Two local shark attack survivors say rogue sharks that threaten beachgoers or boats should be killed to protect the public.
Brian Sierakowski and Martin Kane were struck by the similarities of their terrifying encounters when they met for the first time on Friday - but in a lighter moment, who escaped the bigger predator was up for debate.
It is 15 years since Mr Sierakowski, a lawyer and former football champion, narrowly escaped the jaws of a 3m-5m great white shark that crunched into his double surf ski near his feet as he paddled with friend John Hanrahan 200m off Cottesloe beach in October 1997.
For retired businessman Mr Kane, memories of being stranded 150m offshore as a 3.5m great white mauled his surf ski at Mullaloo in June are still raw.
Mr Sierakowski said the sea was the sharks' domain and people should not "destroy their habitat and what they do".
But when there was a rogue shark - such as in his case - authorities had to do something.
"That shark stayed around on the metropolitan beaches for the next two or three weeks and, in fact, threatened other people," he said.
Mr Kane agreed, saying that sharks that bit boat motors and attacked people would not "unlearn" that behaviour. But he also wants the State Government to try to protect swimmers by adapting technology used overseas - such as sonar buoys used by the US and British navies - to alert authorities to untagged sharks.
The men, both surf lifesaving club members, compared shark stories when they spoke at a fundraiser for Surf Life Saving WA's Guardians of the Surf Program.
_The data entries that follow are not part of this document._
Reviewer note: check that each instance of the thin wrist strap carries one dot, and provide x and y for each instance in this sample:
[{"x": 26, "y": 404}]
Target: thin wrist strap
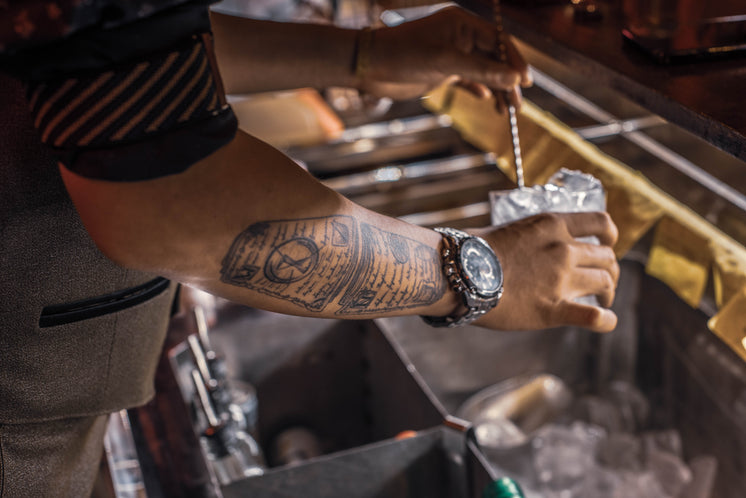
[{"x": 363, "y": 47}]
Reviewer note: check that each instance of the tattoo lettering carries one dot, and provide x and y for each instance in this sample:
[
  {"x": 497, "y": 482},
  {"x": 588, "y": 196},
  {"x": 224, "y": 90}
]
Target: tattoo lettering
[{"x": 315, "y": 261}]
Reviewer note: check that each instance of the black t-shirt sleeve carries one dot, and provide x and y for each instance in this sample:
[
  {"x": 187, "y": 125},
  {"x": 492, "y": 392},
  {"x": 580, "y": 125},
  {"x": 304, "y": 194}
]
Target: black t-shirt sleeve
[{"x": 132, "y": 111}]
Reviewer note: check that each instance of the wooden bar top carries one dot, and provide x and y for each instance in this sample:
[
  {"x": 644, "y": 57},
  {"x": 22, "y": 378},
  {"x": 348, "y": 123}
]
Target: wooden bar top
[{"x": 705, "y": 97}]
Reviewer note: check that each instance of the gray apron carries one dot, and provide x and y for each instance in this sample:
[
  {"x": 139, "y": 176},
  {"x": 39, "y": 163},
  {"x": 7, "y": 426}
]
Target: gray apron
[{"x": 79, "y": 336}]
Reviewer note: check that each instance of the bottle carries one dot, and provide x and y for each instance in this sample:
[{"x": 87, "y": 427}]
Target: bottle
[{"x": 504, "y": 487}]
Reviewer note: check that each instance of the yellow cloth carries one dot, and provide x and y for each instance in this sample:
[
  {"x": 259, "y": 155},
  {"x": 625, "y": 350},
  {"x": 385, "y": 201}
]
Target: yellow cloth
[
  {"x": 681, "y": 258},
  {"x": 686, "y": 248},
  {"x": 730, "y": 325}
]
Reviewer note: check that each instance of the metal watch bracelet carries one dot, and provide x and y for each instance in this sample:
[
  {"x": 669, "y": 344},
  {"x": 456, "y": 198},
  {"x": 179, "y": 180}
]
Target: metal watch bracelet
[{"x": 472, "y": 307}]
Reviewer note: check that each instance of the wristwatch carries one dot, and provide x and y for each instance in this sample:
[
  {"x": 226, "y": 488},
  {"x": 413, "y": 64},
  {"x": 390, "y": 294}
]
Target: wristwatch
[{"x": 474, "y": 272}]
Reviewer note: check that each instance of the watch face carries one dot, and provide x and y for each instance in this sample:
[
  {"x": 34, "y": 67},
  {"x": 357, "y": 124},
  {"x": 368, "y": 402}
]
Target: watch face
[{"x": 481, "y": 267}]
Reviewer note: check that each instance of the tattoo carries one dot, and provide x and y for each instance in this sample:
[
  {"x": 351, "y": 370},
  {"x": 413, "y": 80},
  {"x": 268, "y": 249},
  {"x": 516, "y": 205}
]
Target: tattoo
[{"x": 315, "y": 261}]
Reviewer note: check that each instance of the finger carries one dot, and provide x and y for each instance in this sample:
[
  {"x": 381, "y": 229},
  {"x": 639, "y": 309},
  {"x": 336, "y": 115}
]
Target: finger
[
  {"x": 594, "y": 282},
  {"x": 516, "y": 61},
  {"x": 464, "y": 38},
  {"x": 597, "y": 223},
  {"x": 596, "y": 256},
  {"x": 501, "y": 104},
  {"x": 477, "y": 89},
  {"x": 586, "y": 316},
  {"x": 515, "y": 97}
]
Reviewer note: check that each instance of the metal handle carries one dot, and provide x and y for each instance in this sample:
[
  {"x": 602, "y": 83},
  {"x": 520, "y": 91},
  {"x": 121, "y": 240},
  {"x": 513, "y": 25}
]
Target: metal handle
[{"x": 512, "y": 114}]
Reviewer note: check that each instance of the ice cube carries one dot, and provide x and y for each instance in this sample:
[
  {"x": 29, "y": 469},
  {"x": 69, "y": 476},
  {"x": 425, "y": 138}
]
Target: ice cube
[
  {"x": 670, "y": 471},
  {"x": 621, "y": 451},
  {"x": 562, "y": 456},
  {"x": 704, "y": 470}
]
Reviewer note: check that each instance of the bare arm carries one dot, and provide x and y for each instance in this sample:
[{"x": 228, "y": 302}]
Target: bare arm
[
  {"x": 248, "y": 224},
  {"x": 401, "y": 62}
]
Re-telling and reliving the attack, and hearing again details of the horrifying scene from Dale Gration, the mate who saved him, still drains Mr Kane.
Although the survivors quickly returned to the surf, they conceded the attacks had changed their behaviour. They no longer paddle surf skis on the ocean early in the day and since the recent spate of fatal attacks, Mr Sierakowski and his mates are spending more time on the river.